Basically what I’m saying is our stack was meant for this.
To those who think this all sounds overly simplistic…
You’re right… and that’s the point! For us this is simplistic because we already have the fundamental resources in place that most projects have to work to put together.
We don’t need to solve the problem of compute, we a have massive excess of compute power. We don’t need to solve the problem of storage, there is storage capacity enough to store all of Solana’s data many times over. We don’t need to build a networking layer… that’s already done and has been powering over half of Solana’s traffic for months.
Essentially, we’re not recreating the wheel and we’re also not building from scratch.
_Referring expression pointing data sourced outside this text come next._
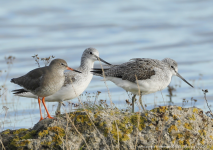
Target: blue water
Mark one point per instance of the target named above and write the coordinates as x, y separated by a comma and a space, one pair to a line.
119, 30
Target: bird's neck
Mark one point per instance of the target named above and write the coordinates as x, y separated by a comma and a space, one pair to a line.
86, 64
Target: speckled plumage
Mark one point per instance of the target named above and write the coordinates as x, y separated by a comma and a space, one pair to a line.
74, 83
43, 81
141, 76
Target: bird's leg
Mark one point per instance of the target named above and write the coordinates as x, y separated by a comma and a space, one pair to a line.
58, 112
140, 100
48, 114
133, 103
39, 103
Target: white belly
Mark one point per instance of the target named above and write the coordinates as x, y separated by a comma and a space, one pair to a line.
145, 86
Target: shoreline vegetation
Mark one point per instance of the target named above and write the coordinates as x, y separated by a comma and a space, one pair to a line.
162, 127
97, 125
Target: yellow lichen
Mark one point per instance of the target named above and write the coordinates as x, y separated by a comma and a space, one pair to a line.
43, 133
106, 132
23, 143
195, 110
179, 135
179, 108
165, 118
175, 117
180, 142
202, 141
59, 133
6, 131
172, 127
19, 131
83, 119
188, 126
202, 132
179, 122
192, 117
46, 143
186, 142
162, 109
29, 135
15, 143
138, 121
The parts all already exist and are in place, we’re simply adapting them for an expanded use case.
Many are looking for how we plan to connect a series of wider dots and the hope is that this article helped show that the gap between those dots is not as wide as they appear. We’re an unusual blend of proven ability to execute and long term vision.
It’s important to evaluate us by where we’ve been, by our brand, our outreach into the ecosystem and not a thesis we force-derived out of necessity because we haven’t built anything yet. When you have little but ideas, you are forced to produce papers in order to produce trust. We instead will continue to produce iterative solutions that build on top of one another as we have for months.
The real opportunity for those choosing to participate in the creation of the Shadow Drive lies in the fact that you have the opportunity to evaluate us on solid tangible evidence in lieu of papers with ideas.
As I said at the start… we’re not an academic endeavor, this is an incremental engineering effort.